Ci sono alcune barriere che vanno superate, attraverso una serie di azioni: dalla definizione di una strategia/roadmap italiana sull’idrogeno alla costruzione di un quadro legislativo/regolatorio e tecnico/normativo di riferimento chiaro e di facile applicazione, all’attuazione di schemi di incentivazione sulle tecnologie a emissioni zero, guardando alla produzione e alla domanda.
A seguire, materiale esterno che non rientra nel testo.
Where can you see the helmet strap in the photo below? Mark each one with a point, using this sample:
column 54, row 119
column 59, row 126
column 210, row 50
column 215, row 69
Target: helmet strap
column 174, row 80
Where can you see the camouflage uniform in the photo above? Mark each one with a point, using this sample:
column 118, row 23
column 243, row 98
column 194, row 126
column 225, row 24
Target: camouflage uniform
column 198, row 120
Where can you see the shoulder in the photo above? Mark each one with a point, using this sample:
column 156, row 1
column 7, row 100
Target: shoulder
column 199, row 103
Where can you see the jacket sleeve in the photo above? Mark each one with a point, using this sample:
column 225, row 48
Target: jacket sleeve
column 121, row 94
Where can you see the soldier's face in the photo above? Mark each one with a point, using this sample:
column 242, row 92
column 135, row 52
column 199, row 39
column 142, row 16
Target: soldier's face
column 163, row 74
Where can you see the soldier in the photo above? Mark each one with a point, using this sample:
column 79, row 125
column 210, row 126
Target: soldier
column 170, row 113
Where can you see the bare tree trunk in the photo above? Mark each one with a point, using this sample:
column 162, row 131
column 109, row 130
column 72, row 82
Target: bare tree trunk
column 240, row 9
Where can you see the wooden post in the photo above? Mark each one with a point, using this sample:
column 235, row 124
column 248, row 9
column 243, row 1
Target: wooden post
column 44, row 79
Alcuni passi sono stati già fatti, ma altri sono in divenire. A fine 2021 è stata pubblicata “Strategia Nazionale Idrogeno - Linee Guida Preliminari” per promuovere lo sviluppo di una filiera dell’idrogeno nel nostro Paese. L’impegno previsto dal Piano Nazionale di Ripresa e Resilienza con 3,6 miliardi di euro di investimenti nell’ambito della mission M2C2 “Energia Rinnovabile, Idrogeno, Reti e Mobilità Sostenibile”, è ulteriore testimonianza del percorso intrapreso per favorire la creazione di un’economia idrogeno nazionale. Sono poi da aggiungere i 13 progetti nazionali pre-notificati in ambito IPCEI idrogeno per investimenti pari ad alcuni miliardi di euro e l’adesione alla “Clean Hydrogen Mission”, lanciata a giugno 2021 nel contesto di Mission Innovation 2.0. L’idrogeno è una “novità” nel nostro sistema energetico e la diffusione e l’utilizzo nei diversi settore e comparti applicativi sarà graduale e richiederà del tempo; tuttavia, anche in considerazione degli attuali scenari di produzione e approvvigionamento energetico, è ragionevole immaginare un cambio di passo per la creazione di un’economia a idrogeno.

 

L’attenzione sull’idrogeno è globale. Quali sono le azioni messe in campo dagli altri Paesi?

Insieme all’European Hydrogen Strategy varata dall’Europa nel luglio 2020, sono numerose le azioni messe in campo dagli Stati Membri. La Francia, per esempio, si è dotata di una strategia nazionale che prevede investimenti per oltre 7 miliardi di euro e si focalizza, in particolare, sullo sviluppo dell'idrogeno “green”, ovvero con basso tenore di carbonio, con un obiettivo di circa 6,5 MW entro il 2030, per evitare sei milioni di tonnellate di CO2. La Germania, invece, sta puntando sul rafforzamento della cooperazione con gli altri Stati dell’Unione Europea, in particolare nell’area del Mare del Nord, del Baltico e dell’Europa meridionale. Per il governo tedesco la priorità è supportare la creazione di un mercato dell'idrogeno verde, lungo l’intera catena del valore, con un adeguato sviluppo infrastrutturale, che preveda anche la riconversione di parte delle infrastrutture del gas inutilizzate. Poi ci sono i paesi del Mare del Nord che hanno dalla loro la possibilità di produrre idrogeno verde dall’elettrolisi che sfrutta l’energia eolica, in buona parte anche con impianti off-shore. Tra questi paesi si fanno avanti la Gran Bretagna, pioniera nello studio dell’idrogeno, e l’Olanda, decisa a diventare l’Hydrogen Valley d’Europa. Oltre all’Europa non sono da meno Stati Uniti, Giappone e Australia con importanti programmi di investimenti sull’idrogeno già avviati da tempo.

È quindi chiara la volontà condivisa a livello mondiale di investire nell’idrogeno come vettore energetico centrale per la decarbonizzazione del sistema energetico.